Generally, the thrust piston 128 comprises the cylindrical shape,
the axis of which is aligned with the axis of the shaft 102. In
addition, the cylinder generally comprises a relatively narrow
axial thickness and a circular cross-sectional area that may be
sized based on the particular application, as described in more
detail below. The thrust piston 128 generally will be constructed
from conventional materials.
[0026] The high-pressure steam that is applied to the thrust piston
128 for this purpose may be extracted per conventional means from
the HP turbine 104. From the extraction point, the supply of
high-pressure steam may be directed via a first conduit 132 from
the HP turbine 104 to a cavity 135. The cavity 135 is a
substantially enclosed space that is disposed between the thrust
piston 128 and the single-flow LP turbine 110. In the direction of
the single flow LP turbine 110, the cavity 135 is bound by
stationary structure 125 and a plurality of seals 137 that form a
seal between the stationary structure 125 and the shaft 102. The
seals 137 may comprise conventional seals that operate to provide a
seal between stationary components, which in this case is the
stationary structure 125, and rotating components, which in this
case is the shaft 102. For example, the seals 137 may be brush
seals, hi-lo seals, or other types of seals. In the opposite
direction (i.e., in the direction away from the single-flow LP
turbine 110), the cavity 135 may be adjacent to and bound by the
thrust piston 128 and seals 137 that form a seal between the
stationary structure 125 and the thrust piston 128. As before, the
seals 137 may comprise conventional seals that operate to provide a
seal between stationary components, which in this case is the
stationary structure 125, and rotating components, which in this
case is the outer radial edge of the cylindrical thrust piston
128.
[0027] In some embodiments, as shown in FIG. 3, a second conduit
141 returns the pressurized steam from the cavity 135 to the
downstream stages of the HP turbine 104. Thereby returned, the
steam may be exhausted into the later stages of the HP turbine 104.
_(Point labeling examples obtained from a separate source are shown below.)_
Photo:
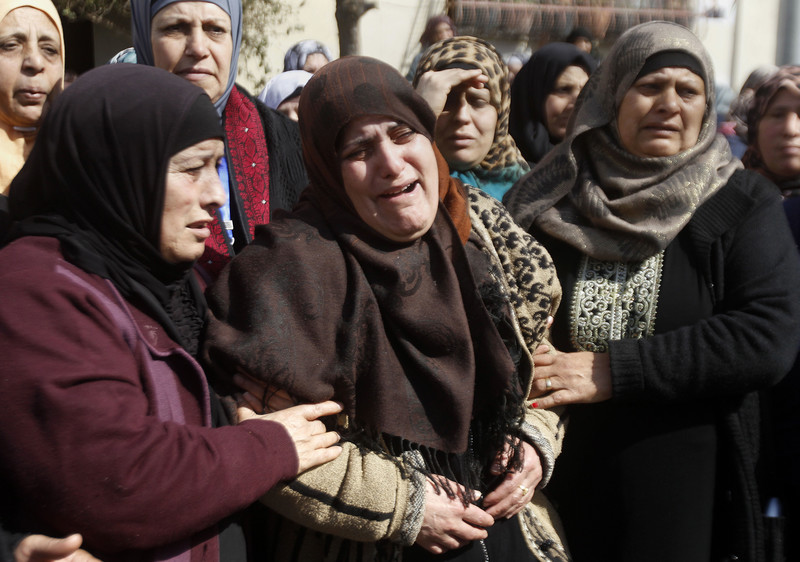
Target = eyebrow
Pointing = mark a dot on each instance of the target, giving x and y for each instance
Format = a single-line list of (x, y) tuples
[(23, 35), (366, 138)]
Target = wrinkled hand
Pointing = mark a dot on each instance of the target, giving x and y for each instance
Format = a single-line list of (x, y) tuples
[(435, 85), (314, 444), (447, 523), (39, 548), (580, 377), (261, 397), (517, 488)]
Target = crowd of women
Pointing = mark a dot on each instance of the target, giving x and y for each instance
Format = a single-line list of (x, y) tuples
[(436, 319)]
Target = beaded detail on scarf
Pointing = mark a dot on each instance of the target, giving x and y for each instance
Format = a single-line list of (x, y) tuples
[(613, 301)]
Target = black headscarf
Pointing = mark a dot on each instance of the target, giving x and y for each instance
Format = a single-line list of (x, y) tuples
[(96, 180), (534, 82)]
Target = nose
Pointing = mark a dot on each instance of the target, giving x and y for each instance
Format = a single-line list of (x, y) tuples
[(214, 195), (390, 160), (668, 100), (792, 128), (33, 61), (197, 44), (461, 112)]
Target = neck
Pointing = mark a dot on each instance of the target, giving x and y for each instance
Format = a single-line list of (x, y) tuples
[(15, 145)]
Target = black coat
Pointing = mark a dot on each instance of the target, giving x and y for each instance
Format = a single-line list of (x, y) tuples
[(716, 344)]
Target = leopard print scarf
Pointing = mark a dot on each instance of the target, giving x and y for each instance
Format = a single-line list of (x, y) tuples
[(480, 54)]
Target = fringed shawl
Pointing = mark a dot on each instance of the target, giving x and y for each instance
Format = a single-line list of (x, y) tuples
[(596, 196)]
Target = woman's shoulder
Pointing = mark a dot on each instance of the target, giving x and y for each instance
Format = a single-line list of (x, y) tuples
[(752, 183), (35, 261), (272, 120)]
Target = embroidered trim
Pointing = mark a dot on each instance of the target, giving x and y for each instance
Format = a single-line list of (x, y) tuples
[(614, 301), (248, 170)]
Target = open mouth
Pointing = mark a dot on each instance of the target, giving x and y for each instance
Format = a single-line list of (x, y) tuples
[(407, 189)]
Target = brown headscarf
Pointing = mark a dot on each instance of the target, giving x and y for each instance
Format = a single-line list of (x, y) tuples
[(325, 307), (472, 52), (787, 77), (593, 194)]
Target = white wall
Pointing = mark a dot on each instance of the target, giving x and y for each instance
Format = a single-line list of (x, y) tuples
[(389, 32)]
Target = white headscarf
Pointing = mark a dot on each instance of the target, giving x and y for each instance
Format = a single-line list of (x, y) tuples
[(142, 13)]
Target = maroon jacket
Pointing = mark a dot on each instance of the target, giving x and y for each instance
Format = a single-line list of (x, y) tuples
[(105, 423)]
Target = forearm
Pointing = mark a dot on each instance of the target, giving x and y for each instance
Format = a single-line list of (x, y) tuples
[(361, 495)]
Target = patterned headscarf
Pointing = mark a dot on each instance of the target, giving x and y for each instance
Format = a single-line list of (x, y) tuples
[(787, 77), (45, 6), (596, 196), (472, 52), (142, 13), (284, 86), (295, 57)]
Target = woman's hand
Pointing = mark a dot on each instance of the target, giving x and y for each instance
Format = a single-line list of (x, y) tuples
[(261, 397), (447, 524), (516, 490), (580, 377), (435, 85), (314, 444), (39, 548)]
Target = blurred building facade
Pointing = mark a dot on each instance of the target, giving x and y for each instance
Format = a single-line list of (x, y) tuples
[(740, 34)]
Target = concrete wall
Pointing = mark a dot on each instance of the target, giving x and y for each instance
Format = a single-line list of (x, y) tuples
[(389, 32), (745, 37)]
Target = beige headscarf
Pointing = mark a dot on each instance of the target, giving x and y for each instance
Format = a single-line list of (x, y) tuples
[(15, 145), (596, 196)]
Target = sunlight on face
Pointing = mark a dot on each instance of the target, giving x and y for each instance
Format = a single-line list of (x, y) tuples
[(193, 40), (466, 127), (391, 176), (192, 196), (662, 112), (30, 66)]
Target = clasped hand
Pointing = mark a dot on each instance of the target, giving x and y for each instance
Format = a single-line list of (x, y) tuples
[(448, 524)]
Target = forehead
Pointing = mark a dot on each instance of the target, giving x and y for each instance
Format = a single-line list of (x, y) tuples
[(672, 73), (27, 15), (470, 91), (200, 10), (367, 125), (786, 96), (214, 147), (571, 73)]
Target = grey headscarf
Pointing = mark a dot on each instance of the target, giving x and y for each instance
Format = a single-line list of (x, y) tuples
[(596, 196), (295, 58), (142, 12)]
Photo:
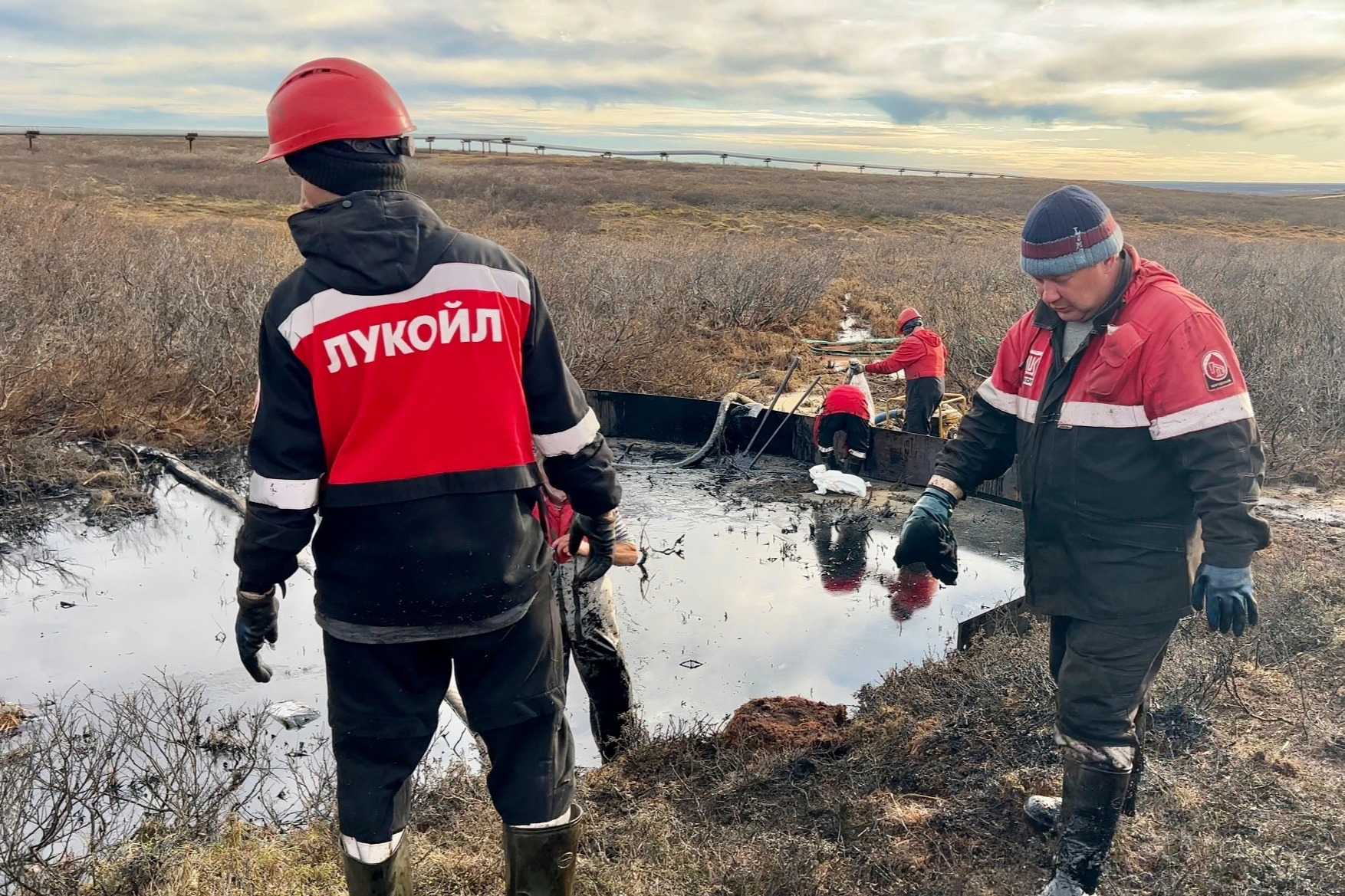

This configuration may limit the loss of steam to the system. The
steam from cavity 135 may be used for other purposes also. For
example, it may be supplied to the IP turbine or one of the LP
turbines, or used in a heating system.
[0028] A clutch 118 may be provided so that the single-flow LP
turbine 110 may be engaged when needed and disengaged when load
demands are adequately satisfied by the other available turbines of
the power plant 300. When the single-flow LP turbine 110 is
disengaged, it will be appreciated there is no net thrust to
balance. Thus, the high-pressure steam supply from the HP turbine
104 may be shut-off, which makes the steam that would have been
extracted available to the HP turbine 104. The shut-off of the
high-pressure steam may be done via a valve 143 or other
conventional methods.
[0029] When the single-flow LP turbine 110 is engaged, the need for
a large, expensive thrust bearing is overcome by applying
high-pressure steam against the thrust piston 128 so that the
system is balanced. It will be appreciated that by using
high-pressure steam as proposed herein, the thrust piston 128
required to balance the single-flow LP turbine 110 may remain
relatively compact in size. More particularly, it will be
understood that the size of the thrust piston 128 that is required
to balance the single-flow LP turbine 110 is dependent upon the
pressure of the steam that is supplied to the cavity 135. A
lower-pressure supply of steam requires a thrust piston 128 having
considerable surface area against which the steam may exert its
force. On the other hand, a higher-pressure supply of steam
requires less surface area against which to push, while still
balancing the thrust force of the single-flow LP turbine 110. The
extraction of the steam from the HP turbine 104, as proposed
herein, provides the high-pressure supply of steam that allows a
relatively small, cost-effective thrust piston 128 to balance the
single-flow LP turbine 110. In some embodiments, a known,
convenient extraction point within the HP turbine 104 may available
and the thrust piston 128 designed to accommodate that particular
extraction point. That is, given the pressure of the steam that may
be provided to the cavity 135 from the extraction point and the
thrust force of the single-flow LP turbine 110 for which
compensation is required, the thrust piston 128 may be designed so
that necessary surface area is available. Generally, this would
require adjusting the diameter of the thrust piston 128 so that it
has a desired surface area. In other embodiments, the thrust piston
128 may be designed based on other criteria or limitations and the
steam extraction point determined based on it. That is, given the
thrust force for which compensation is required and the surface
area of the thrust piston 128, an extraction location within the HP
turbine 104 may be determined which provides steam at the desired
pressure to the cavity 135.
[0030] It should be understood that in certain embodiments of the
present application, the thrust piston 128 also may be configured
so that it balances only a portion of the thrust force created by
the single-flow LP turbine 110. In such embodiments, the thrust
piston 128 may be configured to partially balance the thrust of the
single-flow LP turbine 110 while thrust bearings 116 are included
to provide balance to the system. In these cases, it will be
appreciated that the size of the thrust bearings 116 likely would
be much reduced, which may make this an attractive alternative in
certain applications.
[0031] In one preferred embodiment, the single-flow LP turbine 110
may be connected to the shaft 102 adjacent to or near the exhaust
of the HP turbine 104, while the dual-flow LP section is connected
to the rotor train adjacent to the exhaust of the IP turbine 106,
as depicted in FIG. 3. However, this application is exemplary only.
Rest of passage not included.